Charge cards also impact your FICO score in ways that a credit card does not. Whereas a credit card is an offer to use a line of credit, the charge card does not have a line of credit. Thus, there is no credit line reported to the credit bureaus by your charge card. So, on balance, a charge card will have zero impact on one of the largest and most important parts of your score: the utilization ratio. A utilization ratio is your current balance divided by your credit line.
The payment history is just the same for a charge card as it is a credit card. When you make routine payments on time and in full, that history is reported to the bureaus and will positively affect your credit score. Late payments will adversely affect your score.

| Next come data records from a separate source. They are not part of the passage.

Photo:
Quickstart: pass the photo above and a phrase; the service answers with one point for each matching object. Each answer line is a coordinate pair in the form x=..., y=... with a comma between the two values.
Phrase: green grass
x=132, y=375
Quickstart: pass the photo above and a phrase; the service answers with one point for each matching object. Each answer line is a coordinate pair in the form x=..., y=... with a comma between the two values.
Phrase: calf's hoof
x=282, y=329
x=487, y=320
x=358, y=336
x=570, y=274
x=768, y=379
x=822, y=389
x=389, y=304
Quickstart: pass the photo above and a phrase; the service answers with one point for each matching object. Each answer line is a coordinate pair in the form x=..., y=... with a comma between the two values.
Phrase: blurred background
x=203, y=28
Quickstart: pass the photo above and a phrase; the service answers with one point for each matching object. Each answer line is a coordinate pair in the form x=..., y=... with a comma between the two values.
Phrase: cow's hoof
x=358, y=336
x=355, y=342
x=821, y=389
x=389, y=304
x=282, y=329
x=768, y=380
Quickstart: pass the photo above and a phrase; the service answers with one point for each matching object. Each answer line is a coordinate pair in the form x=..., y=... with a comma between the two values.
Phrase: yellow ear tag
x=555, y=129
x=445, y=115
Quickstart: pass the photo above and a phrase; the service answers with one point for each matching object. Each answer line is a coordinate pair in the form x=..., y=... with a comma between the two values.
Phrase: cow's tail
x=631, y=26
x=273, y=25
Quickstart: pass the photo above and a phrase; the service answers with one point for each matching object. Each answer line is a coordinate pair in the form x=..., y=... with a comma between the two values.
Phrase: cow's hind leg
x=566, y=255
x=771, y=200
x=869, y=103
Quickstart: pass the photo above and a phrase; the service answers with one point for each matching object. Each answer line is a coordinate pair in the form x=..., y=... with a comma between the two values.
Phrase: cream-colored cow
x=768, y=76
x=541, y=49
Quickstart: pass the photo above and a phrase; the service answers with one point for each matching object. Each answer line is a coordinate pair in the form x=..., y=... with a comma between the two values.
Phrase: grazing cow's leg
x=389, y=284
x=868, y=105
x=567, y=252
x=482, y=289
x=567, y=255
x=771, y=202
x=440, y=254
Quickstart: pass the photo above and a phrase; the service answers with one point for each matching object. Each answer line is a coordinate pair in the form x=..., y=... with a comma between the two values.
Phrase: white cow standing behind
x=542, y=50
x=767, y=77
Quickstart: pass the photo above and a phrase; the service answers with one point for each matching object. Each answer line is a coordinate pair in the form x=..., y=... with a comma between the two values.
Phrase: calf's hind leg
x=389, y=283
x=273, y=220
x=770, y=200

The balance you have on a charge card will also be reported when the issuer reports your history each month. Keep in mind that this will not affect your utilization, although it may have an impact when your credit report is manually reviewed by mortgage lenders, insurance companies, or employers. A high balance is never good; although in such a case you can prove your ability to pay off the card with checking or savings account statements, for example.
The benefits of a credit card or charge card go beyond the credit score benefits, but if you want a card for the sole purpose of building credit, opt for a credit card over a charge card. Credit cards report utilization, a very key part of a good credit score.